Cross Encoder Models: Architecture, Training, and RAG Reranking

Deep dive into cross encoder models for RAG — transformer architecture for relevance scoring, training with MS MARCO, fine-tuning, and production deployment.

Cross Encoder Models: The Precision Engine Behind RAG Reranking

If you’ve used a reranker in your RAG pipeline, you’ve used a cross encoder. But understanding what these models actually do — and how they differ architecturally from the bi-encoders used in vector search — reveals why they’re so much more accurate and when you should consider training your own.

Architecture Deep Dive

A cross encoder takes a pair of texts as input and outputs a single relevance score.
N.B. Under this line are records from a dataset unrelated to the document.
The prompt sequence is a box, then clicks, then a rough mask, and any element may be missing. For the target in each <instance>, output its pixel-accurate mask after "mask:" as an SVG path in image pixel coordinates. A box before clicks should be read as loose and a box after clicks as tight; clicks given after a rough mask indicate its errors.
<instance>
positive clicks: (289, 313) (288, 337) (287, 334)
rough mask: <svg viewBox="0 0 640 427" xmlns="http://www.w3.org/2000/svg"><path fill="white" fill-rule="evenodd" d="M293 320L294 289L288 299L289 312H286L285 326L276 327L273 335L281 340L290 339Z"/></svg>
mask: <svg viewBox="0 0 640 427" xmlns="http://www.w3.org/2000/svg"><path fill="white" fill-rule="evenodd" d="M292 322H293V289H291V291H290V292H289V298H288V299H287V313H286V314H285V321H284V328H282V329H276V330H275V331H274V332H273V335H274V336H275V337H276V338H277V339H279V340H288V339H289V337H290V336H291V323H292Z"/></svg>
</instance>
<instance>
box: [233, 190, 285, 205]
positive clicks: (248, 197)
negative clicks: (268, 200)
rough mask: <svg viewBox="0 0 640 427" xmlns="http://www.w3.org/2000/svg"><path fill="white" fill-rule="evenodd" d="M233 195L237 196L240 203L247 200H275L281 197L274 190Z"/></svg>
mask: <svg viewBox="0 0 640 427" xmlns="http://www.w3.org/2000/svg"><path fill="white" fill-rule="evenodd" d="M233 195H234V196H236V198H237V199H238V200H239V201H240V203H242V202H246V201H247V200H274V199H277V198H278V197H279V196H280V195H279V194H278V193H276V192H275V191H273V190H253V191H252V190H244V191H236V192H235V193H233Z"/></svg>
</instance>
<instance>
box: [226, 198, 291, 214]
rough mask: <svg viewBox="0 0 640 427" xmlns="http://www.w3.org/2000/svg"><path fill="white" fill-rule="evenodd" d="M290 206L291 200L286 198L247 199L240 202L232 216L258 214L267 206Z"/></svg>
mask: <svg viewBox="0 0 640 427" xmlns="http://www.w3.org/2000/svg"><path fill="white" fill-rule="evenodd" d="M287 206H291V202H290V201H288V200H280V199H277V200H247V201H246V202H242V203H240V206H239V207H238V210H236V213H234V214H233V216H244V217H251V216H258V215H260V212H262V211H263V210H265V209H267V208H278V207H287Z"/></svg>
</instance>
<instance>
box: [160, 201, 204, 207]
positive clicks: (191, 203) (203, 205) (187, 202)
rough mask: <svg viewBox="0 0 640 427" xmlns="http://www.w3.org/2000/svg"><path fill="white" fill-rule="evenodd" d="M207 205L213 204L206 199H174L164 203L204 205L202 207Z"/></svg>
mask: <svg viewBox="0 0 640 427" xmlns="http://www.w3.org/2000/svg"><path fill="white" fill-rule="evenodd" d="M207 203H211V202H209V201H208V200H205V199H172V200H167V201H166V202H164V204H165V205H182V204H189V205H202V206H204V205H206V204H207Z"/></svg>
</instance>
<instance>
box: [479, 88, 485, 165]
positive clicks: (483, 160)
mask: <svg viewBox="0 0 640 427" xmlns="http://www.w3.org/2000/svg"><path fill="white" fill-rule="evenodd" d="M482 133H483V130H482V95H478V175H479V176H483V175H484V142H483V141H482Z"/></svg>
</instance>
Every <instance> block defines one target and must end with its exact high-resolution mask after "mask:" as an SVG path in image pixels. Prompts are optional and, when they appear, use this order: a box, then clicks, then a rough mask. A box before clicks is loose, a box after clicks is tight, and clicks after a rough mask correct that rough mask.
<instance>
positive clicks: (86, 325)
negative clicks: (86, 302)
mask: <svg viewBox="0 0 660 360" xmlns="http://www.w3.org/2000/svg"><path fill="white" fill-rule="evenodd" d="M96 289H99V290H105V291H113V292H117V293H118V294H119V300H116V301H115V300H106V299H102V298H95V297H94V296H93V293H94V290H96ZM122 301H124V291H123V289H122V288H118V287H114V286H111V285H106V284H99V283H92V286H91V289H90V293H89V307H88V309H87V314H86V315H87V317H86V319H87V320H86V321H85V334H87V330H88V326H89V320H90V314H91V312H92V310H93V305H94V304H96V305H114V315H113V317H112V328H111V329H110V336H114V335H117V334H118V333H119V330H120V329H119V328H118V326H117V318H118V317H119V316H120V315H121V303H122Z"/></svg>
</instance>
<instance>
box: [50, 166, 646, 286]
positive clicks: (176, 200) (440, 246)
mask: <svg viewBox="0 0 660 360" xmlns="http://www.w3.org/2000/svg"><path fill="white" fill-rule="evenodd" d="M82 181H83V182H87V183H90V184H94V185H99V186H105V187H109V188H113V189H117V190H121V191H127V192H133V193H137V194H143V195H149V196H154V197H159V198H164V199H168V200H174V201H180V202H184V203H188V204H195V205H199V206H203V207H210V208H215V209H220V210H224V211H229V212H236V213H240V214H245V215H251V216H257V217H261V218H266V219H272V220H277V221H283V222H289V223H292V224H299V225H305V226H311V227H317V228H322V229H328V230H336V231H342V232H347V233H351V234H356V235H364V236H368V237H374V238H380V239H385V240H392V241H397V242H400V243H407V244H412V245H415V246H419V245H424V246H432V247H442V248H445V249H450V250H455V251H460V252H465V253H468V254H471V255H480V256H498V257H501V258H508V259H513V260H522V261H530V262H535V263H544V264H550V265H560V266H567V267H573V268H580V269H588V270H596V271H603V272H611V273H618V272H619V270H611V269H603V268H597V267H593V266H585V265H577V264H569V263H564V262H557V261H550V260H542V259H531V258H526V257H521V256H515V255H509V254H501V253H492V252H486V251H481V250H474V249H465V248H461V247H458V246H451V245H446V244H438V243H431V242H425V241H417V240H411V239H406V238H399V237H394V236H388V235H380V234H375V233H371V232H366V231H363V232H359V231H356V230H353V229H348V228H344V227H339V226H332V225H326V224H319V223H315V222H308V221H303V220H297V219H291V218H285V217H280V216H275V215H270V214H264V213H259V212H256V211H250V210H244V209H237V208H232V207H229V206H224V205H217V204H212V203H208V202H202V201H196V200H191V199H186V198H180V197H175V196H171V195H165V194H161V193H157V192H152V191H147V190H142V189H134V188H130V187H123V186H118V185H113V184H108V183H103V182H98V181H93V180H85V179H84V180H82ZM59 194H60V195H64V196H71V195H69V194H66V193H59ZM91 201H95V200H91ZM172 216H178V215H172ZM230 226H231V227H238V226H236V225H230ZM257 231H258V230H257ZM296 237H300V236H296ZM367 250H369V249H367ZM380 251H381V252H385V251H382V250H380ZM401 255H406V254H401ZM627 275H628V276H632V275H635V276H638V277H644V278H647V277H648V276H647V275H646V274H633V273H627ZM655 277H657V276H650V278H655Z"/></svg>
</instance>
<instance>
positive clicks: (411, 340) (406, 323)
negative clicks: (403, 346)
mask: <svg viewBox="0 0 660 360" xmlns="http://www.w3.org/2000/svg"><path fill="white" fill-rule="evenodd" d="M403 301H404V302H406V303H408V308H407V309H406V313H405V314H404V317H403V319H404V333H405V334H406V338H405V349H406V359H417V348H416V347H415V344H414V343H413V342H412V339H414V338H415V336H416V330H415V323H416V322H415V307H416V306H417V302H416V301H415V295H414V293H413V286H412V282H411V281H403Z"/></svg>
It processes query and document jointly, with full transformer attention between every token in both sequences.

Input:
[CLS] How does attention work in transformers? [SEP]
Transformers use scaled dot-product attention to compute
dependencies between tokens. The attention score is computed
as softmax(QK^T / sqrt(d_k)) * V, where Q, K, V are
learned projections of the input. [SEP]
Architecture:
┌─────────────────────────────────────────────────────┐
│ [CLS] Q1 Q2 Q3 [SEP] D1 D2 D3 D4 ... [SEP] │
│ ↕ ↕ ↕ ↕ ↕ ↕ ↕ ↕ ↕ ↕ │
│ 12-layer BERT (or RoBERTa, DeBERTa) │
│ Full cross-attention │
│ Q1 attends to D1, D2... Dn simultaneously │
│ D1 attends to Q1, Q2... Qn simultaneously │
└─────────────────────────────────────────────────────┘
↓ [CLS] representation
Linear(768 → 1) → Relevance Score: 0.92

Every word in the query can directly attend to every word in the document. This allows the model to understand things like:

  • “The query asks about ‘Python 3.10 walrus operator’ and this document introduces the walrus operator in Python 3.8”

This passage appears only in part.